L’administration travaille ensemble, non seulement en retirant les gens du secteur, mais aussi en les relocalisant. “Nous cherchons à assurer la sécurité avec ces interventions pour les passants et les habitants du secteur, en garantissant l’accompagnement de la force publique et en veillant à ce que ce soit un bon endroit sans problèmes”, a-t-il expliqué.

Le responsable a souligné que le Secrétariat du Gouvernement a priorisé 14 zones de la ville et a identifié 6 points critiques pour des interventions énergiques, selon le maire James Padilla García. “En plus, il y a 18 points avec des tournées quotidiennes de l’Armée et de la Police Nationale pour que les citoyens sentent un plus grand soutien de la part de la force publique”, a déclaré Buitrago Moncaleano.

Jenny Gómez Betancourt, secrétaire au Développement social, a expliqué que des visites ont été organisées à travers la ville, même si les résidents sans abri fuient ou se cachent généralement lorsqu’ils remarquent la présence des autorités. “Nous identifions les cas permanents ou récurrents pour les aider à quitter le secteur, en les mobilisant et en veillant à ce qu’ils ne restent pas sur place”, a déclaré Gómez Betancourt.

Il a expliqué que le Ministère du Développement Social travaille avec des personnes qui décident volontairement de quitter la rue. “Il y a 3 ou 4 personnes à la clinique El Prado et à l’hôpital psychiatrique.
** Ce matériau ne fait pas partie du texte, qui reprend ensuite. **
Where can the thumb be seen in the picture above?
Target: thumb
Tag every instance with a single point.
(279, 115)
D’autres sont en train de surmonter la vie dans la rue”, a expliqué Gómez Betancourt.

Le secrétaire a ajouté que des progrès étaient en cours dans la création d’un centre de transition pour transporter les résidents sans abri, offrant des services de toilettes, de loisirs et d’accompagnement, sensibilisant à l’importance de sortir de là.